By Takehiko Kambayashi, DPA/Tokyo/Berlin

In Japanese director Kaoru Ikeya’s documentary Senzo Ni Naru (Roots), a 77-year-old logger starts his day by shouting morning greetings toward a flattened land in the aftermath of the tsunami that hit his country in March 2011.
“Good morning! Let’s keep going today!” Naoshi Sato, the logger, calls out through his plastic megaphone in his community in Rikuzentakata city, one of the worst-hit areas.
But only a small number of people still living in the area heard Sato, as most of the locals had already left and moved to temporary housing.
The greetings “were also confirmation of the safety of those who remained there”, Ikeya told DPA.
The film was screened yesterday in the Forum section of this year’s Berlin Film Festival.
Two other Japanese films – Kujira no machi (The Town of Whales) directed by Keiko Tsuruoka and Sakura namiki no shita ni (Cold Bloom) by Atsushi Funahashi – have been also selected for the Forum, which promotes young filmmakers.
Ikeya, who used to live in Fukushima prefecture in his boyhood, said that he wanted to do something for disaster-struck regions.
About 18,600 people died or went missing in the 2011 magnitude-9 earthquake and resulting tsunami. The disaster also triggered the nation’s worst nuclear accident at the Fukushima Daiichi atomic power plant.

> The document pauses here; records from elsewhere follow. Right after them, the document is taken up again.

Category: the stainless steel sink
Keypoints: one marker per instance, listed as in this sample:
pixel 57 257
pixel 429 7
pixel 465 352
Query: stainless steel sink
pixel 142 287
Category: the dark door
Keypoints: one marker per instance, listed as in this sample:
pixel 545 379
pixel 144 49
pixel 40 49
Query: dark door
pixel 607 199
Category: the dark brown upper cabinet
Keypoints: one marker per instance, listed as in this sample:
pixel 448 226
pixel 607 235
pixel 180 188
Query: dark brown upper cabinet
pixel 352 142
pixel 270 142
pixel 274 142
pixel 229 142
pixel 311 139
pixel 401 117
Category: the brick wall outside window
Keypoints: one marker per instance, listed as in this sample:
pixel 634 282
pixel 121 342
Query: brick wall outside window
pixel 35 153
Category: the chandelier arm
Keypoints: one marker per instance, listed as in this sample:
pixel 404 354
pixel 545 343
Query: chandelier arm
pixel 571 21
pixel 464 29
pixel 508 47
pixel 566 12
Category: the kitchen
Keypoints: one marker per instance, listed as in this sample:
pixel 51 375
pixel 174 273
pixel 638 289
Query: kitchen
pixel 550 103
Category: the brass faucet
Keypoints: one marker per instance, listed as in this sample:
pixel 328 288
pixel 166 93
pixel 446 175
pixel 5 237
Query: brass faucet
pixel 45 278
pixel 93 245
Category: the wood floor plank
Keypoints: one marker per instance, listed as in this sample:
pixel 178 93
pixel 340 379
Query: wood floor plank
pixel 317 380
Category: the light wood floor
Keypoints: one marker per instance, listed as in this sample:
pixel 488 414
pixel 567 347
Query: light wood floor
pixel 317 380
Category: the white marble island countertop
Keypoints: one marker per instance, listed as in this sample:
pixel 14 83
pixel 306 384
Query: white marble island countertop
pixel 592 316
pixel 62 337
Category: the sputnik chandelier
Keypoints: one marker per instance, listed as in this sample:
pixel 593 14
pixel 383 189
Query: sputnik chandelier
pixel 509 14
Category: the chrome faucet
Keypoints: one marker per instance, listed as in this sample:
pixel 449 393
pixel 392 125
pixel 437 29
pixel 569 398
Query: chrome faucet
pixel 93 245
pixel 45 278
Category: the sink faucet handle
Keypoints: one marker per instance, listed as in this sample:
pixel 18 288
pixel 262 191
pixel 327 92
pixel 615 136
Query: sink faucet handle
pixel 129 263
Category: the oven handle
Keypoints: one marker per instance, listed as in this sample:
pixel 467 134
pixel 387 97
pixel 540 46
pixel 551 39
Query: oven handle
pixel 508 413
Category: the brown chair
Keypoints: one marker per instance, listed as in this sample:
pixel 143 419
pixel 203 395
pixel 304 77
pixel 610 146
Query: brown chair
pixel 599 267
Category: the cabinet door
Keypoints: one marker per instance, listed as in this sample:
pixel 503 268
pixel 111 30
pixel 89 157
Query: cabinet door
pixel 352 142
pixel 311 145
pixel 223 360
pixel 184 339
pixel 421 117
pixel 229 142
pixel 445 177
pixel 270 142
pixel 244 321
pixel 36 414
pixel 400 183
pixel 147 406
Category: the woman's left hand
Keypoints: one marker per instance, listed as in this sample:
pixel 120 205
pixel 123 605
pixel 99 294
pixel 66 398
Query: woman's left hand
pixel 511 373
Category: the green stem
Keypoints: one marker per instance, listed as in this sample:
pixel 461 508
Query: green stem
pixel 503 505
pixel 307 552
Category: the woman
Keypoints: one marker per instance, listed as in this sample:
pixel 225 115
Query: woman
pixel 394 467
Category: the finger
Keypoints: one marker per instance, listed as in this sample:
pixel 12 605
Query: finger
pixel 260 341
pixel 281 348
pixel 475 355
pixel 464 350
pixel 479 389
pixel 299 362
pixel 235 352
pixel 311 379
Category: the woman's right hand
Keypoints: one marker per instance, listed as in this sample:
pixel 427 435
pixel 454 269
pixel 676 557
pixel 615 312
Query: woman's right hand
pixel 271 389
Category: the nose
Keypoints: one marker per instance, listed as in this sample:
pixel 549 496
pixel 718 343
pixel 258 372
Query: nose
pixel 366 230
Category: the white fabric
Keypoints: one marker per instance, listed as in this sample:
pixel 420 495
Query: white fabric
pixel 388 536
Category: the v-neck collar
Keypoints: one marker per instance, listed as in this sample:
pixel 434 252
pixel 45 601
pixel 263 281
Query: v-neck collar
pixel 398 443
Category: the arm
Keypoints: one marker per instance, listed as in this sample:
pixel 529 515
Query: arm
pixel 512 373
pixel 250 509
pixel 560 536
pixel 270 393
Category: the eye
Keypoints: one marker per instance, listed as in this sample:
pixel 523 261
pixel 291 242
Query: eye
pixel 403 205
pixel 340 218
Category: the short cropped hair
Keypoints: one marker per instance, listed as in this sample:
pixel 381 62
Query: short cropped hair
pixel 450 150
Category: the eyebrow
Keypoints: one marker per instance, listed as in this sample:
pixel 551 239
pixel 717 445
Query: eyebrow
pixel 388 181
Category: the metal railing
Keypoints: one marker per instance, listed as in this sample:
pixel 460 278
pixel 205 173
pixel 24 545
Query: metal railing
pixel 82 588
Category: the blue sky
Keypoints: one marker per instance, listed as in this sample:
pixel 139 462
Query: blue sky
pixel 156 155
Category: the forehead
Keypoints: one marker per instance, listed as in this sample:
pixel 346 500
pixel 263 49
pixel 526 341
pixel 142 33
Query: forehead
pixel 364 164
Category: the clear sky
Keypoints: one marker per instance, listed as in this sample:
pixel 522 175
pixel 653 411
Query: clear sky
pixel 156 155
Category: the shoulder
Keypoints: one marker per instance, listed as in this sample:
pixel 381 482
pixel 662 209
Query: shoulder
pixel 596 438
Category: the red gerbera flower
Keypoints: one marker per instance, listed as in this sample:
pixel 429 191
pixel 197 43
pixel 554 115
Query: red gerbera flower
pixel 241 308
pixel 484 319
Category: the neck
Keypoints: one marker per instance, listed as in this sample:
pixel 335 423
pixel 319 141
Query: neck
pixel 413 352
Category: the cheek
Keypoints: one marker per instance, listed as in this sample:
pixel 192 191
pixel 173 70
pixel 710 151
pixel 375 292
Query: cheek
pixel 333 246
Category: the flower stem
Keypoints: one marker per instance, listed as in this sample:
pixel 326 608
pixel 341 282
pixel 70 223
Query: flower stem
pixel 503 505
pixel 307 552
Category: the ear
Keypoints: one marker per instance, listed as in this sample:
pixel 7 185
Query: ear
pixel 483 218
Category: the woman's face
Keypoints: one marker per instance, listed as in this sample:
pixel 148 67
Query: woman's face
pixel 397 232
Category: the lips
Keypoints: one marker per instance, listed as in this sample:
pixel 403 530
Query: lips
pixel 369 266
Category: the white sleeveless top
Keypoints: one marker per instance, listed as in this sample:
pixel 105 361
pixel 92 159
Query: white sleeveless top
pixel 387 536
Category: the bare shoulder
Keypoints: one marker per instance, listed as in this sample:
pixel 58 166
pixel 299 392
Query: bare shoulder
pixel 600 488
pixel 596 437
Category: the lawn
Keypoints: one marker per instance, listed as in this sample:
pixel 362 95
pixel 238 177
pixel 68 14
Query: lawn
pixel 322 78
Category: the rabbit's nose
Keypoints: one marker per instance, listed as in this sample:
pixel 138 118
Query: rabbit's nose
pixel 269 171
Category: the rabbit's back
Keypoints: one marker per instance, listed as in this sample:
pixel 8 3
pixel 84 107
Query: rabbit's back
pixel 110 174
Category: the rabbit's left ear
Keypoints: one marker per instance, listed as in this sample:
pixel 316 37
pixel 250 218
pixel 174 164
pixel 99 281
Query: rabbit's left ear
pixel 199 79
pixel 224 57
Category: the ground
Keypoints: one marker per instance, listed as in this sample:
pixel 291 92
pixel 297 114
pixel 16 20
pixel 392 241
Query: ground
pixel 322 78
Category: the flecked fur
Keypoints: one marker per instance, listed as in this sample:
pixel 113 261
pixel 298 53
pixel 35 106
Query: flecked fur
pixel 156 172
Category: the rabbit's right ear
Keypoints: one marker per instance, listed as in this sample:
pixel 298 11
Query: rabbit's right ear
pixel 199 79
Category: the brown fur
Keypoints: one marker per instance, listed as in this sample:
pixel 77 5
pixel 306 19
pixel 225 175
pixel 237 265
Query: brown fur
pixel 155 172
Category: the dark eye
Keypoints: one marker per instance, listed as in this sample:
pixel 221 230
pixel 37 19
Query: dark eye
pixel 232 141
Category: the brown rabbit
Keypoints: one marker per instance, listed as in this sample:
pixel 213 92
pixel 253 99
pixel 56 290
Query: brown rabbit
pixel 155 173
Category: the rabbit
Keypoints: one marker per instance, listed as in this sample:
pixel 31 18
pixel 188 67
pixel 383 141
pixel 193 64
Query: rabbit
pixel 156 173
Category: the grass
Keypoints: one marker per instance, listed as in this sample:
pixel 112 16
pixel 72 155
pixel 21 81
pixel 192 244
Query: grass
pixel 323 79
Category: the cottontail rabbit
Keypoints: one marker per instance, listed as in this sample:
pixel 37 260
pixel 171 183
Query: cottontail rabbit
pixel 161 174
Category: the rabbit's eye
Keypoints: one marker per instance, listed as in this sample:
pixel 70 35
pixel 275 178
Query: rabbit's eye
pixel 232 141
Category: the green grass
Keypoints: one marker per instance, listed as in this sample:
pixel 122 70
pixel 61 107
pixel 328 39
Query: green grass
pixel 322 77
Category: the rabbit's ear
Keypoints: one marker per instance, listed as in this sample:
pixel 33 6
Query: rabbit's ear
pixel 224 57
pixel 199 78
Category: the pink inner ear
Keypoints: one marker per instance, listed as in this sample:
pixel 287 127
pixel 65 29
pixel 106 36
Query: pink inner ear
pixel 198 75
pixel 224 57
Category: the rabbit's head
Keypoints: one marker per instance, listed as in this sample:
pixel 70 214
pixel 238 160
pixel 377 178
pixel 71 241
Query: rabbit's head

Funahashi’s Cold Bloom is a feature film also set against the aftermath of the tsunami.
Ikeya stumbled upon Sato while travelling through the regions to look at the prospect of producing a documentary film.
He was immediately attracted by the logger, who refused to leave his place and was determined to rebuild his new house despite fierce opposition from his wife and local officials.
“I’m pushed for time,” stressed Sato, who had been told seven years before that he had cancer. “It’s a dream, so I can’t say it will happen. I want to rebuild my house.”
Although water reached the second floor of his house in the tsunami disaster, Sato wanted to protect his ancestors’ land and to continue to honour the memory of his son there.
His son served as a member of the volunteer fire corps.
As he fled with an elderly woman on his back, they were swept away by the tsunami. His body was found a week later.
Sato, who has devoted six decades to his job as a logger in the remote corner of the northeast, went into a mountain to resume his work soon after the disaster.
He continued to work earnestly, cutting down trees for his new home and also selling the wood for extra income. “In the woods, I still feel I’m in my 20s,” Sato said with a smile.
Trying to be self-sufficient, Sato also planted rice in paddies that he rented from his friend.
Sato, while readily admitting his plain stubbornness, also exhibited a soft attitude and a sense of humour.
“He is full of charm,” Ikeya said.
In the film, Ikeya depicts human resilience in the aftermath of the disaster as well as locals’ respect for culture and tradition.
This is a country which recovered from the ashes and ruins of World War II, Ikeya said.
Ikeya’s En’an no musume (Daughter from Yan’an) was also presented in the Berlinale Forum section in 2002.
To shoot his latest film, Ikeya made about 50 round trips between Tokyo and Rikuzentakata, 500km away. It took one and a half years to complete it, he said.
“Mr Sato was grateful for enormous help that people in the disaster-hit regions had received from all over the world,” Ikeya said. “So, he wanted to show through the film that they are working hard on the reconstruction.”